Saturday, August 06, 2005
the first week of August I spent in los angeles at the 23rd annual ACM SIGGRAPH conference, otherwise known as the International Conference on Computer Graphics and Interactive Techniques. a few observations of conferences: from the outside, it looks like its about going to the industry talks, and the show floor to see the latest commercial products. for me, I spend a lot more time in hallway conversations and random run-ins in hotel lobbies discussing industry and career passions than I do in the presentations. this is not to say I don’t spend time in the sessions or the show floor because there is plenty of that, but, especially at SIGGRAPH, there are many, many people to talk to about lots of issues. many of those folks are friends of mine from grad school, most of which are still in the industry to the point that we have an annual reunion at the conference.
siggraph observations at 30,000 ft: quieter than previous years, smaller show floor, felt a bit more serious than in the past. while the proceedings have grown in thickness over the years, I feel the quality of papers are still very high. the quality of the presentations also attest to that fact. one of the best was Michael deering’s paper in which he literally is trying to simulate the lower level visual system. the title of the paper is 'A Photon Accurate Model of the Human Eye' to do this, he grew an eye using some previously published work and showed the results of the simulation which grew all of the rods and cones in the proper distribution in the eye. fascinating stuff. far too much cool stuff and not enough time to read it, research it, or implement it.

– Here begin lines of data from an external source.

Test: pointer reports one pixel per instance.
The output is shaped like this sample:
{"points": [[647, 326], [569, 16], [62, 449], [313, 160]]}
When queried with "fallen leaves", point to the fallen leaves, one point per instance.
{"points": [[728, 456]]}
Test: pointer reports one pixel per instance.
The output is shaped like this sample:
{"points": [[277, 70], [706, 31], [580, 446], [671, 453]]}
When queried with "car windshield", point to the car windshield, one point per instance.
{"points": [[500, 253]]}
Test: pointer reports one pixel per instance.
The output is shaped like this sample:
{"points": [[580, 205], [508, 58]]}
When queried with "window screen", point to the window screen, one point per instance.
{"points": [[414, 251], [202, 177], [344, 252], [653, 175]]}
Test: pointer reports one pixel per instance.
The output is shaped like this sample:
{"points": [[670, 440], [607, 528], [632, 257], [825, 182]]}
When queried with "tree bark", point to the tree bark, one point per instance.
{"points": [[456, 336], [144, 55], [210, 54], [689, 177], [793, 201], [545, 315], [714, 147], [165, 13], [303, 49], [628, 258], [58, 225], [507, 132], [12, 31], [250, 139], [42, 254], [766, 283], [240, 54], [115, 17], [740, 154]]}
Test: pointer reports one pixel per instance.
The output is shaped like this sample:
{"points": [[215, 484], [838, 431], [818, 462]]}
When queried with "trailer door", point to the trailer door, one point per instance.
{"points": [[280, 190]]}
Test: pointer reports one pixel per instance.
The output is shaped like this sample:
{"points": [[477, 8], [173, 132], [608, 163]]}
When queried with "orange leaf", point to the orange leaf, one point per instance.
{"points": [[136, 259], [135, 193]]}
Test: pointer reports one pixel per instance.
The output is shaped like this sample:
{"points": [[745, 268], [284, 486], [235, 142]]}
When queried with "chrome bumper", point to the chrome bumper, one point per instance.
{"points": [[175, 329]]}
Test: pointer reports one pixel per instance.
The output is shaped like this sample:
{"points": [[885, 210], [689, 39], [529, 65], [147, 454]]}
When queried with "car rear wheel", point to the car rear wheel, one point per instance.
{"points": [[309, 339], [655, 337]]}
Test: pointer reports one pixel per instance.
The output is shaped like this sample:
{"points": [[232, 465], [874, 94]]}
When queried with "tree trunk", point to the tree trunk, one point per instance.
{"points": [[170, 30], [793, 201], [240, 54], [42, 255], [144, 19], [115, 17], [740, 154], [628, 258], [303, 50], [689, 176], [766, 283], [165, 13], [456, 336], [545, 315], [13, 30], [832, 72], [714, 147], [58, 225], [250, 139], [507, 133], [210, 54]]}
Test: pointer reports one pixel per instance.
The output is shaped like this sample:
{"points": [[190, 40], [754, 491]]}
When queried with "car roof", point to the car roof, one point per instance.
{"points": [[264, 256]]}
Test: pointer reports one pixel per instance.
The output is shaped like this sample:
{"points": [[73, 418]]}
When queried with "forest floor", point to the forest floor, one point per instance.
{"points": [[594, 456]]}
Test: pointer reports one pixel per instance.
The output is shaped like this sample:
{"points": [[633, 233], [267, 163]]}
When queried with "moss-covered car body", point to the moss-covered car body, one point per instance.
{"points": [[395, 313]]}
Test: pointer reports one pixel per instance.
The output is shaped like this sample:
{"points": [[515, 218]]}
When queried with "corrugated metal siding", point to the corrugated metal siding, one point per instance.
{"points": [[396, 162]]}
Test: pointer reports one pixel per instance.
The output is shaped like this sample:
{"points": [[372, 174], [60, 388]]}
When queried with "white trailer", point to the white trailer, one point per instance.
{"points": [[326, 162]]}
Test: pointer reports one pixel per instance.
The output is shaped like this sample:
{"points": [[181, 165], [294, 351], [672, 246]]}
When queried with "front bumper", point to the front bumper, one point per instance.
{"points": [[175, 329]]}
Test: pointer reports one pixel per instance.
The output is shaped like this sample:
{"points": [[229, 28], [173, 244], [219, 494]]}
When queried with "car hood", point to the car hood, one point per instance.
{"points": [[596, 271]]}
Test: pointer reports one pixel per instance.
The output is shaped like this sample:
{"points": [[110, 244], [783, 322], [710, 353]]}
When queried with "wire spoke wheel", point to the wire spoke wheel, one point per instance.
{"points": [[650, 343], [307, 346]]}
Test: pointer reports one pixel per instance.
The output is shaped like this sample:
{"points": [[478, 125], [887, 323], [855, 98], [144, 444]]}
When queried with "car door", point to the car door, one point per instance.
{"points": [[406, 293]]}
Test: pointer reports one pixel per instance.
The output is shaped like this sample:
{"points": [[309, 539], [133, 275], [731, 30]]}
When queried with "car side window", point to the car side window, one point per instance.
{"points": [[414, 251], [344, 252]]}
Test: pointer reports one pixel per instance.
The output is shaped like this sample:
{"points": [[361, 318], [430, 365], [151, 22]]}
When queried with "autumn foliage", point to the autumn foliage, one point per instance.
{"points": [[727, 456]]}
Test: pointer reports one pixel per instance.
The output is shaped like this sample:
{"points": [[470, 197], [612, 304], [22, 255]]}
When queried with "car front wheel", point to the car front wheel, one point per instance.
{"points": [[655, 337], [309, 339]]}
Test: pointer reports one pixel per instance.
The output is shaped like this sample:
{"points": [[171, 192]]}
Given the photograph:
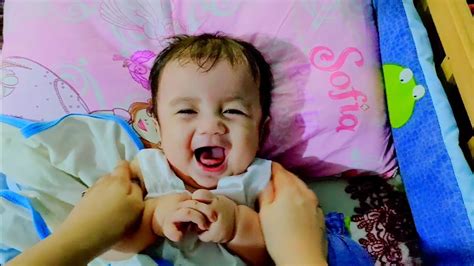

the VR work is gone from SIGGRAPH, and it appears for the most part the game developers are going to GDC. for a short period of time in the last 90's, early 2000's, their was a larger crossover.
going to SIGGRAPH is always like a recharge for me, seeing just how big the universe of graphics is and how much there is left to explore!
most interesting to me was some work by EA Research folks on ocean waves and their implementation using PCA (piecewise component analysis) able to greatly compress the dataset necessary for deep ocean simulation.